Victim witness assistance programs, which are usually located within prosecutors' offices, help victims whose cases are in the criminal justice system. They provide:
• Information to victims about the court process and the status of their cases
• Advocacy on behalf of victims. Victim advocates inform courts about victims' special needs for protection or assistance, their preferences and concerns regarding what happens to perpetrators, etc.
• Information about and assistance with compensation, restitution, and community services
Domestic violence programs provide an array of services for battered women. Some offer special services for older women or can accommodate older women's special needs. Domestic violence services include:
• Counseling for victims and abusers
• Crisis lines
• Support groups
Some situations can be remedied by providing services to abusers. Abusers who are dependent on their victims for money or a place to live may benefit from job training or placement, financial assistance, counseling in independent living, or mental health or substance abuse treatment. While it is difficult to convince some abusers to accept treatment voluntarily - particularly mental health, domestic violence, or substance abuse treatment - these services are often mandated by courts or offered as conditions of probation or as alternatives to prosecution.

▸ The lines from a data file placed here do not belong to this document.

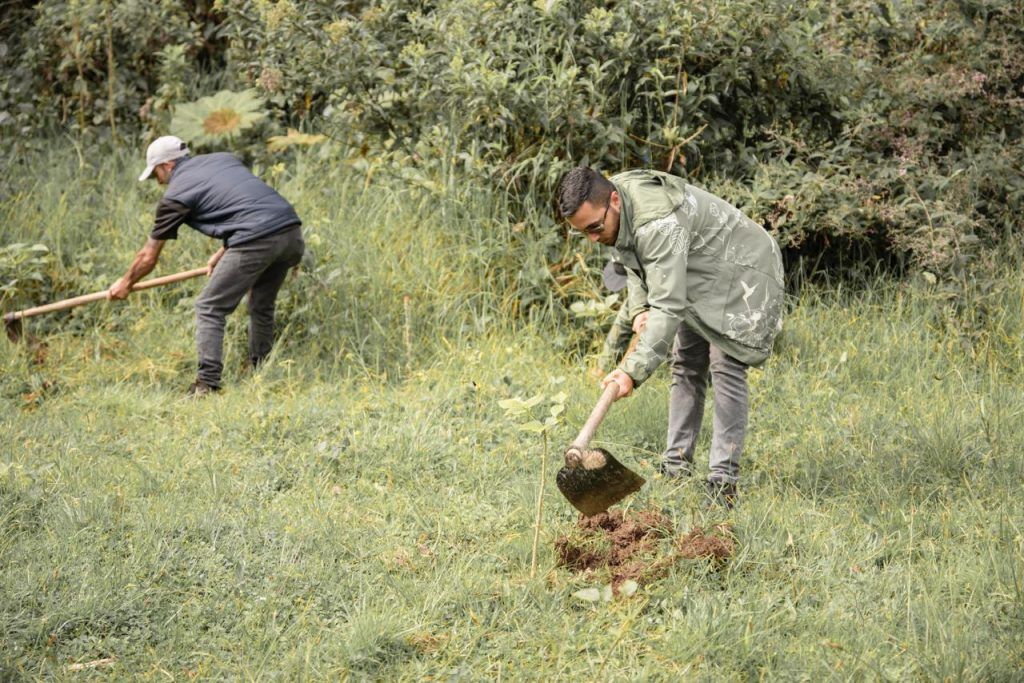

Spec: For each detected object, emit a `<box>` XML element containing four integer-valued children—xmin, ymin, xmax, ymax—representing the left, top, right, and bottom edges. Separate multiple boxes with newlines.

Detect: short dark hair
<box><xmin>558</xmin><ymin>166</ymin><xmax>615</xmax><ymax>218</ymax></box>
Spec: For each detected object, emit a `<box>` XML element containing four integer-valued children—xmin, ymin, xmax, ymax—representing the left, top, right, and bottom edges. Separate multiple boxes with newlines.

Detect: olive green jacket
<box><xmin>611</xmin><ymin>171</ymin><xmax>783</xmax><ymax>385</ymax></box>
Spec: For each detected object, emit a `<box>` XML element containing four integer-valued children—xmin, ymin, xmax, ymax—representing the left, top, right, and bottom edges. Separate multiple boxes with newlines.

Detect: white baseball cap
<box><xmin>138</xmin><ymin>135</ymin><xmax>188</xmax><ymax>180</ymax></box>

Determining what interventions are appropriate in neglect cases depends on many factors, including the caregivers' willingness to improve care, the families' resources, and the willingness of the elder to accept help. Caregivers who are willing and able to improve the care they provide can be assisted by support services. A caregiver whose motive for providing care is self-interest may need to be replaced by a responsible person. Mental health services may also be needed, particularly in self-neglect cases.